At the world’s most elite sushi bars, the adventurous eater can find fish so fresh that they’re still flipping around the plate, their flesh having been swiftly and expertly sliced and then replaced back into their bodies, readied for human consumption. But not even in the world’s top restaurants can one find “Sea Kitten,” the latest target of PETA’s fanaticism.
PETA’s campaign to protect “Sea Kittens,” commonly known as fish, attempts to revamp the image of ocean-dwellers as cute creatures with the same level of intelligence and sensitivity to pain possessed by more beloved animals like dogs and cats. According to PETA spokesperson Ashley Byrne in an NPR report on the new campaign, “Hooking a sea kitten through the mouth and dragging her through the water is the same as hooking a kitten through the mouth and dragging her behind your car.”
Behind PETA’s gruesome analogies and gimmicks, however, lies the important and often overlooked issue of fish “production.”
According to the International Herald Times, global fish consumption is on the rise, doubling since the 1970s, and where there’s a demand, there’s an industry ready to mismanage resources, trick consumers, and pollute the aquatic environment.
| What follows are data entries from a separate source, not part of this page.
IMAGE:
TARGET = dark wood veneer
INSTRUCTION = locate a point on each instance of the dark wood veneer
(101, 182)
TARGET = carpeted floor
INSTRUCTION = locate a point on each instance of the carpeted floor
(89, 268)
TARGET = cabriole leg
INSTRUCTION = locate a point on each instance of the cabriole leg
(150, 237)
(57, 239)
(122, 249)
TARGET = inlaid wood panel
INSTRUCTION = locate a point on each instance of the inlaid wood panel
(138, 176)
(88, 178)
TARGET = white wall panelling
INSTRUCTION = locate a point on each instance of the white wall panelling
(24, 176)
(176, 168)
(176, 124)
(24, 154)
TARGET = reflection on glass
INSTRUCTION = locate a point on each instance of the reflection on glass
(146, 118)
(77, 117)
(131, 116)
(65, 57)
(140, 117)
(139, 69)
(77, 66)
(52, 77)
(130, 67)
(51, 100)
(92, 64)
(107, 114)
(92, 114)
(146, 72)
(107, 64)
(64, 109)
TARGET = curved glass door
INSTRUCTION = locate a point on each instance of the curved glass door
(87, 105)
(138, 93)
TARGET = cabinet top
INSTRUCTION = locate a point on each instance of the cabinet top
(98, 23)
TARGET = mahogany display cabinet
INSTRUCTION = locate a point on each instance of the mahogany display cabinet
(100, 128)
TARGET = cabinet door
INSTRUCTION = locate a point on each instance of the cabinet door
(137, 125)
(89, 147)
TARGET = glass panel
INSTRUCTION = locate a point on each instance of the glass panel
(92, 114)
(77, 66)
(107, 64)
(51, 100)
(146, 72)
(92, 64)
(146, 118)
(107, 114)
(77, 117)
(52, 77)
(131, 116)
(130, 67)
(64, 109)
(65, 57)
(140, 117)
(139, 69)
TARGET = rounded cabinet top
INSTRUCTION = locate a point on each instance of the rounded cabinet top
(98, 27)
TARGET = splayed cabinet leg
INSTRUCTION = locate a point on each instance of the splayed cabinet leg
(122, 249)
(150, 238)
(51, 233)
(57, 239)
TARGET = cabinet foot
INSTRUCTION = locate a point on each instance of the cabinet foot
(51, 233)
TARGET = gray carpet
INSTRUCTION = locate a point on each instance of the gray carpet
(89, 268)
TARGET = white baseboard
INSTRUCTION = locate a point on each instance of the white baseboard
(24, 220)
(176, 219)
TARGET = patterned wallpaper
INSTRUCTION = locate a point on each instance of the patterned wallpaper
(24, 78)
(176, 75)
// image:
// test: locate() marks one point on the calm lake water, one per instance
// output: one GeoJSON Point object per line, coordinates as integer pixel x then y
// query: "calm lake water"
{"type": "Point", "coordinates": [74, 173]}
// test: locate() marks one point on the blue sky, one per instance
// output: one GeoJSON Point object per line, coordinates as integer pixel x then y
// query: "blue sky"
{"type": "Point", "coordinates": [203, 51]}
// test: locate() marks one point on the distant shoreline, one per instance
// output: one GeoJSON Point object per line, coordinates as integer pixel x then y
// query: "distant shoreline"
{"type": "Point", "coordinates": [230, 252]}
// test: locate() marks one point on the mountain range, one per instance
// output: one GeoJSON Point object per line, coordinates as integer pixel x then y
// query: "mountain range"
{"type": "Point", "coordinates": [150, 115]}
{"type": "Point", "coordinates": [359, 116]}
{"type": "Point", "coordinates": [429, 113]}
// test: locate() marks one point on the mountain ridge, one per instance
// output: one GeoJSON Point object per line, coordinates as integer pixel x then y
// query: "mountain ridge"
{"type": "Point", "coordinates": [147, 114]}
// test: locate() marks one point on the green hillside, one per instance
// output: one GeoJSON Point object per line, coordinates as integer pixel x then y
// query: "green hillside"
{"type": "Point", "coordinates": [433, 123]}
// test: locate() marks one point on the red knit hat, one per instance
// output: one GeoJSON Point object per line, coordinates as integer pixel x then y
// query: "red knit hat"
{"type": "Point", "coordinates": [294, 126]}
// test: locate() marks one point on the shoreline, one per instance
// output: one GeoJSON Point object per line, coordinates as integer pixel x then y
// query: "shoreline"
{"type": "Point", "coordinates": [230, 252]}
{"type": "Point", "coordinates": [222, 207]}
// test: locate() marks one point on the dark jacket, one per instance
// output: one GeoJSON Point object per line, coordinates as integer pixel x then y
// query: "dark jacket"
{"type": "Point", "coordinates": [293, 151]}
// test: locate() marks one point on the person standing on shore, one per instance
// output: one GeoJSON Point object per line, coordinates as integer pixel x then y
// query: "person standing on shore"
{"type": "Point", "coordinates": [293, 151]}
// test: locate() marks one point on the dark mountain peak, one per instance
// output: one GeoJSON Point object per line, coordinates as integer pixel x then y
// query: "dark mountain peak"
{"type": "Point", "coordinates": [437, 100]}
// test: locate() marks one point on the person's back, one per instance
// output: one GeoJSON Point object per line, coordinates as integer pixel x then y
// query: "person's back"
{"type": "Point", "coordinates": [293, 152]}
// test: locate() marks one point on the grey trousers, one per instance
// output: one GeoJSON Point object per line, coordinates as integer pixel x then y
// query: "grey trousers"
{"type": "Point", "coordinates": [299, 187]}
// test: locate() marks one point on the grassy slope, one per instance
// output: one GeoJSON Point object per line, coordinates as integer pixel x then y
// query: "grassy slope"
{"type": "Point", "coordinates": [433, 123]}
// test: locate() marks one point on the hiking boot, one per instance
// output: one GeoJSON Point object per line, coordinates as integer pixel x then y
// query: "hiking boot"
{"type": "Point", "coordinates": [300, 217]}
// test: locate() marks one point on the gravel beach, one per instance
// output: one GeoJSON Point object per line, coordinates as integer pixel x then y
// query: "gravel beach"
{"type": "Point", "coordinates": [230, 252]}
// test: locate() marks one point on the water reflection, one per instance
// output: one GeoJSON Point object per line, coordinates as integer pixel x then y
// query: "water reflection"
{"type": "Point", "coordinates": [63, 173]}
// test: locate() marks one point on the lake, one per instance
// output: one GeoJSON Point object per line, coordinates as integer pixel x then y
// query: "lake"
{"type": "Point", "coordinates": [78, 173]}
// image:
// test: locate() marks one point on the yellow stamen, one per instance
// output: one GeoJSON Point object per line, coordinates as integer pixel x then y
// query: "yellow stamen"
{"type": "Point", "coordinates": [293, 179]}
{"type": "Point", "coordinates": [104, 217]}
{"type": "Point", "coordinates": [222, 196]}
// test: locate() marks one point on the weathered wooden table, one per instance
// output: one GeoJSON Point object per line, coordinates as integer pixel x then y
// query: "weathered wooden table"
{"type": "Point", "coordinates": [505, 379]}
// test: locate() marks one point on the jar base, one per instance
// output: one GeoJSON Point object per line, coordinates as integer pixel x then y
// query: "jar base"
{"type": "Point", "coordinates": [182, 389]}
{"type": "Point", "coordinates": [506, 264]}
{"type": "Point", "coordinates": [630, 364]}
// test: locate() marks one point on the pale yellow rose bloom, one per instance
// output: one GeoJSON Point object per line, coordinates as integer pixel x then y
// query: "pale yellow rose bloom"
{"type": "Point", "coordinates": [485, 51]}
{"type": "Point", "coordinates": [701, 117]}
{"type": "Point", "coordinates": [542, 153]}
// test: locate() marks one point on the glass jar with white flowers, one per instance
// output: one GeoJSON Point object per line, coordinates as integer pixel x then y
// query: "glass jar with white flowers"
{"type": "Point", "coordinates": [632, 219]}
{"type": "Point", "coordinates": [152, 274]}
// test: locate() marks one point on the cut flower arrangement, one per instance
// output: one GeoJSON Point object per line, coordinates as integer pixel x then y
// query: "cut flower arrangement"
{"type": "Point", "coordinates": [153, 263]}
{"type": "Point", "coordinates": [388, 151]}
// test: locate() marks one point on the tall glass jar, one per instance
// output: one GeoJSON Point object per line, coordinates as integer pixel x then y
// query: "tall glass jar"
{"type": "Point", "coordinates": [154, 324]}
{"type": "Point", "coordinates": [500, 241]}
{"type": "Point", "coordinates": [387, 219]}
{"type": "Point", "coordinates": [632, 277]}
Farmed salmon, one of the worst offenders in the seafood market, have much more in common with beef industry cattle than any furry pet. Just like the vast amounts of grain consumed to produce a relatively miniscule amount of beef, farming salmon involves a gross misuse of resources, with a “feed-to-flesh” ratio of three ounces of processed fish used to create one ounce of salmon. The fish being “recycled” into feed are not rejects unfit for human consumption, but merely lower-demand fish such as herring and sardines.
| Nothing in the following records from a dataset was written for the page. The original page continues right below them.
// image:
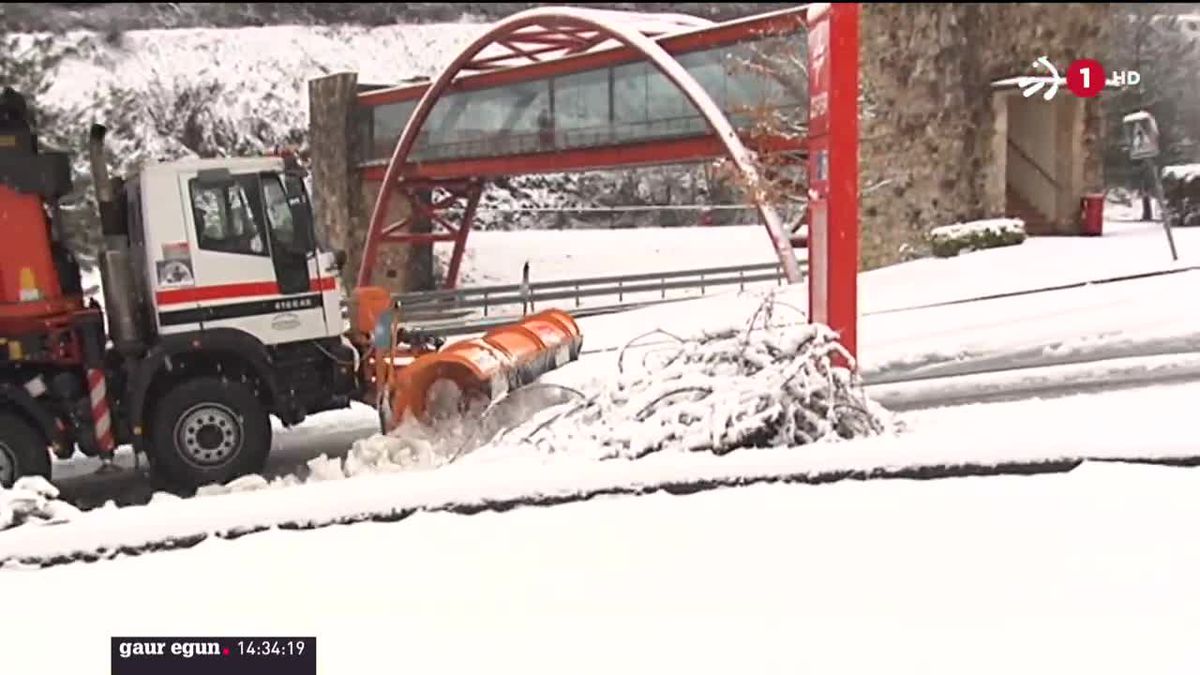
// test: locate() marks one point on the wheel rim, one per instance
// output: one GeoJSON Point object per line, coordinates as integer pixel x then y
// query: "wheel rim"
{"type": "Point", "coordinates": [208, 435]}
{"type": "Point", "coordinates": [7, 465]}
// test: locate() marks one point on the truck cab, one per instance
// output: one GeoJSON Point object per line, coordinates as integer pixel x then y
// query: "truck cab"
{"type": "Point", "coordinates": [241, 252]}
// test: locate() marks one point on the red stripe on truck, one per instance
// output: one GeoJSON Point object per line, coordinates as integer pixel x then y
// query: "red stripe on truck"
{"type": "Point", "coordinates": [233, 291]}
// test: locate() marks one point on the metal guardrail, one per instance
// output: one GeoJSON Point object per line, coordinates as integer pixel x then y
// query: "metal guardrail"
{"type": "Point", "coordinates": [456, 305]}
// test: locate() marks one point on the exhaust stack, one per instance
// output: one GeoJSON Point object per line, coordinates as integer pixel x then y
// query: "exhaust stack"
{"type": "Point", "coordinates": [115, 260]}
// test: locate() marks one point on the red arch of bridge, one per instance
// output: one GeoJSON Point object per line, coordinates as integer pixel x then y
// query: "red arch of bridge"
{"type": "Point", "coordinates": [567, 21]}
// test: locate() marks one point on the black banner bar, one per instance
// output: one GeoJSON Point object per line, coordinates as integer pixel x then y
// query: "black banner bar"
{"type": "Point", "coordinates": [214, 656]}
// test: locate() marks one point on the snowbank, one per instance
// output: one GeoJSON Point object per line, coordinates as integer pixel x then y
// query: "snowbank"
{"type": "Point", "coordinates": [34, 501]}
{"type": "Point", "coordinates": [952, 239]}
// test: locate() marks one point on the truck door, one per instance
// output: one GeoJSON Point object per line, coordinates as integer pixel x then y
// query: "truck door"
{"type": "Point", "coordinates": [292, 245]}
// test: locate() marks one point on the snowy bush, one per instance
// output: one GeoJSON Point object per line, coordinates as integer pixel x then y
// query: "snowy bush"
{"type": "Point", "coordinates": [952, 239]}
{"type": "Point", "coordinates": [759, 386]}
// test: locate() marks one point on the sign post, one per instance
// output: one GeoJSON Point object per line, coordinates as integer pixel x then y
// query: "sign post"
{"type": "Point", "coordinates": [833, 169]}
{"type": "Point", "coordinates": [1144, 148]}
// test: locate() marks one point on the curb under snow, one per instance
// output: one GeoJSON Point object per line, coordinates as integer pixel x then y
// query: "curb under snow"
{"type": "Point", "coordinates": [468, 489]}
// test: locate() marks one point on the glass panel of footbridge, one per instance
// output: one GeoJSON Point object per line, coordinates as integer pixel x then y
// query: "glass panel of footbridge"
{"type": "Point", "coordinates": [631, 102]}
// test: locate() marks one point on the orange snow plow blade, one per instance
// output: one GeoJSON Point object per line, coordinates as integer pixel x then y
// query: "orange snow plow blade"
{"type": "Point", "coordinates": [473, 372]}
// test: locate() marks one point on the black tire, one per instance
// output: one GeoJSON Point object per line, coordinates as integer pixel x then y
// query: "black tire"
{"type": "Point", "coordinates": [23, 451]}
{"type": "Point", "coordinates": [208, 430]}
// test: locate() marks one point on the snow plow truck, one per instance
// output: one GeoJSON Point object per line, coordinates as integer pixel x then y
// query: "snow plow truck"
{"type": "Point", "coordinates": [220, 310]}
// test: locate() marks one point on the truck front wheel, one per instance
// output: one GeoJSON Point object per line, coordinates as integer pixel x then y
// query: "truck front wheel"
{"type": "Point", "coordinates": [23, 451]}
{"type": "Point", "coordinates": [209, 430]}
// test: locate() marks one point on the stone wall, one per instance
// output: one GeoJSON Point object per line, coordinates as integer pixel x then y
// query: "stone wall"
{"type": "Point", "coordinates": [929, 123]}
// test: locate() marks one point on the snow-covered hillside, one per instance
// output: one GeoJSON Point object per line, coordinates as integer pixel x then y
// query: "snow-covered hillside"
{"type": "Point", "coordinates": [243, 76]}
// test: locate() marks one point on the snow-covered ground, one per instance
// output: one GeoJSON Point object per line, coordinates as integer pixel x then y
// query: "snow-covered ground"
{"type": "Point", "coordinates": [1085, 571]}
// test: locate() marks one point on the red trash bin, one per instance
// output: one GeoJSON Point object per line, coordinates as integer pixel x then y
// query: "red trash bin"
{"type": "Point", "coordinates": [1091, 220]}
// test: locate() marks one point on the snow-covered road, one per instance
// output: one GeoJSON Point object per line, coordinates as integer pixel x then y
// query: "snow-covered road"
{"type": "Point", "coordinates": [1087, 572]}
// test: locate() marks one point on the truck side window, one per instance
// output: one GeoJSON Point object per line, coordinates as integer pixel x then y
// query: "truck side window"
{"type": "Point", "coordinates": [226, 219]}
{"type": "Point", "coordinates": [279, 213]}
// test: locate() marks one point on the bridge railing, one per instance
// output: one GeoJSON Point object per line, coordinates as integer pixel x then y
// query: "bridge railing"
{"type": "Point", "coordinates": [483, 302]}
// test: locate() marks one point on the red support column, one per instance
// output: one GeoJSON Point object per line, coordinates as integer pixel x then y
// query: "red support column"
{"type": "Point", "coordinates": [833, 169]}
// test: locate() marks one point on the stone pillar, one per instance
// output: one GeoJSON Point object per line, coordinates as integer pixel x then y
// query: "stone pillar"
{"type": "Point", "coordinates": [337, 204]}
{"type": "Point", "coordinates": [342, 199]}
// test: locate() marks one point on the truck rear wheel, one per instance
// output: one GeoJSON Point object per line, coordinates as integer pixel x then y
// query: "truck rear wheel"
{"type": "Point", "coordinates": [209, 430]}
{"type": "Point", "coordinates": [23, 451]}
Hundreds of thousands of salmon, all busy with the task of reducing three ounces of fish down to one, create a lot of bodily waste in a small area, which then pollutes the surrounding waters. Unsurprisingly, life packed together in feces-littered water breeds disease and infection amongst the fish, which are then treated with antibiotics. This further damages the ecosystem and helps create drug-resistant strains of bacteria.
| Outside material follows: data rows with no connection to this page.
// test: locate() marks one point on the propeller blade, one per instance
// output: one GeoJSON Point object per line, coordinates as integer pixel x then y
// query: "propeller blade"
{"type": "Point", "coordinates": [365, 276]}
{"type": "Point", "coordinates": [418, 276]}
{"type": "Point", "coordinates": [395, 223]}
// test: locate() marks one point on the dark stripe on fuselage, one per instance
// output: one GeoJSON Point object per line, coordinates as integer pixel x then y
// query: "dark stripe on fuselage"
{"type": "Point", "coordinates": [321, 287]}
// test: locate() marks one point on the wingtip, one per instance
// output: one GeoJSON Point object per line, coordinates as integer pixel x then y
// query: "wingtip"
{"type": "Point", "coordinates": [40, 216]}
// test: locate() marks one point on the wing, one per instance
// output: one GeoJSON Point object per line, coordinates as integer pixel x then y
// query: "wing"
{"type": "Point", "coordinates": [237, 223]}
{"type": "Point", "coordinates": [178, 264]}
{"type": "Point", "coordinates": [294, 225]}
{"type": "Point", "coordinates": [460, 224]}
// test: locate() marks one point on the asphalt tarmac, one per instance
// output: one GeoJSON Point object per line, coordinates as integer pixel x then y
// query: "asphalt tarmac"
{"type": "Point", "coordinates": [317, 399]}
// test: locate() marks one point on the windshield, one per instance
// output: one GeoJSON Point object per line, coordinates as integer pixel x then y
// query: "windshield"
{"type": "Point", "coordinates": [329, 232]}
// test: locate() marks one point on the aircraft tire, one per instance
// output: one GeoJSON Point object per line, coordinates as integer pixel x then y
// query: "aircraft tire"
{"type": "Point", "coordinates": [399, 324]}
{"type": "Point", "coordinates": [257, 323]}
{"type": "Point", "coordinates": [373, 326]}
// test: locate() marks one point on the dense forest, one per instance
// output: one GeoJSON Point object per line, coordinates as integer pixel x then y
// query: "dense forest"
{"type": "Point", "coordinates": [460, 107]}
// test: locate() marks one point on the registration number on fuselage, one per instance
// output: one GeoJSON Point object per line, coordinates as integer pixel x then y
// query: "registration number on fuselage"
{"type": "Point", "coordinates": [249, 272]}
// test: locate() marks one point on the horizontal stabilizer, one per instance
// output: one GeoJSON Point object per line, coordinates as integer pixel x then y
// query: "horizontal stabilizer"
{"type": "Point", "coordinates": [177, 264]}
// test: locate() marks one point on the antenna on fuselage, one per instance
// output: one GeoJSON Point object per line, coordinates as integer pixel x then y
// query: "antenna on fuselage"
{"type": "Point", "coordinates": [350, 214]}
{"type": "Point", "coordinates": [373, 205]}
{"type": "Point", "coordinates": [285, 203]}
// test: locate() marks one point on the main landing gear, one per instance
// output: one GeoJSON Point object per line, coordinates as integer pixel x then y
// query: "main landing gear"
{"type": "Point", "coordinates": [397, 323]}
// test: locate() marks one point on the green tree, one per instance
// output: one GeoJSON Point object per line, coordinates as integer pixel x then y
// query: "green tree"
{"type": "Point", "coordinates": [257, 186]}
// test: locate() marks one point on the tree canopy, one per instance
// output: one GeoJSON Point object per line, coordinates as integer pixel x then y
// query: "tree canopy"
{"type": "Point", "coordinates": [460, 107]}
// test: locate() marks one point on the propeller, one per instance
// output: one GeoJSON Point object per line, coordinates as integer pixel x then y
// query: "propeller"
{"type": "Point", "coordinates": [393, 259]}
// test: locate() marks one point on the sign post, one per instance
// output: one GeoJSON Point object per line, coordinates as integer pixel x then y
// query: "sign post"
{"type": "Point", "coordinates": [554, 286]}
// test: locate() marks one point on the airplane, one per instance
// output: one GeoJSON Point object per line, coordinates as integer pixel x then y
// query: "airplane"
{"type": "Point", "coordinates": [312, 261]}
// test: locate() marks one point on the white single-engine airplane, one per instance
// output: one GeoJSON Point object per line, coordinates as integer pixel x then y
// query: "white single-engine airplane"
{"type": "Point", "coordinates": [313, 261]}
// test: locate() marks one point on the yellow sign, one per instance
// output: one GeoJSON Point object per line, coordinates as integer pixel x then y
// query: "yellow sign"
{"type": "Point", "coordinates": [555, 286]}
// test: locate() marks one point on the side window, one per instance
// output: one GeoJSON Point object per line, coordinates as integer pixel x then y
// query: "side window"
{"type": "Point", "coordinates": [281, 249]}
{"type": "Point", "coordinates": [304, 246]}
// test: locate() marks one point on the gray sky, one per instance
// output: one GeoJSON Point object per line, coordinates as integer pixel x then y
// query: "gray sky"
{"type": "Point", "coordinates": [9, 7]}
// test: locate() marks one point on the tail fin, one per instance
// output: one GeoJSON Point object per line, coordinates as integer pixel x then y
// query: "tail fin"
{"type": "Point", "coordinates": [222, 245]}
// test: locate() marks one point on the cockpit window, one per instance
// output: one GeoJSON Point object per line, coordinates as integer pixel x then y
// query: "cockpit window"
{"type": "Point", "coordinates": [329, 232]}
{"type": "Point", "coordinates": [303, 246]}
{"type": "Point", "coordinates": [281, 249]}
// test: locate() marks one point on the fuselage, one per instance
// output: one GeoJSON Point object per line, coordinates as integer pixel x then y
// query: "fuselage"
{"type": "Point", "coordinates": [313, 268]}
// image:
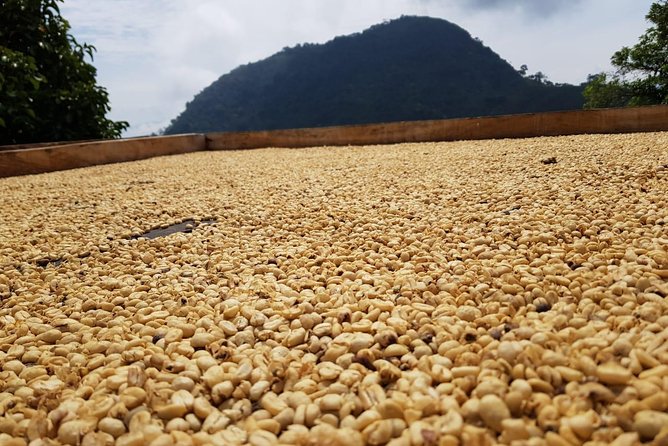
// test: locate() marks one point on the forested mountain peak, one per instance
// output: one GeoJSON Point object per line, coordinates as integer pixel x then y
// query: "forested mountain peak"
{"type": "Point", "coordinates": [411, 68]}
Farmed salmon quite literally pales in comparison to its counterpart caught in the wild. Farmed salmon don’t have the opportunity to consume tiny shellfish like krill, which naturally give them their pinkish color. Instead, the farmed salmon’s diet is laden with artificial dyes, which not only helps its aesthetic appeal, but also tricks the senses into believing the dyed hunk of farmed flesh has a higher nutritional value.
While the salmon industry represents the worst of the bunch, farmed fishing of certain types of fish, especially vegetarian species and shellfish, has been handled in a much more ecologically responsible manner and might possibly play an important role in preventing the over-fishing of certain species. Nevertheless, seafood lovers need to make a conscious shift, from species whose farming harms the environment and the fish it produces to fish whose populations are more easily sustained.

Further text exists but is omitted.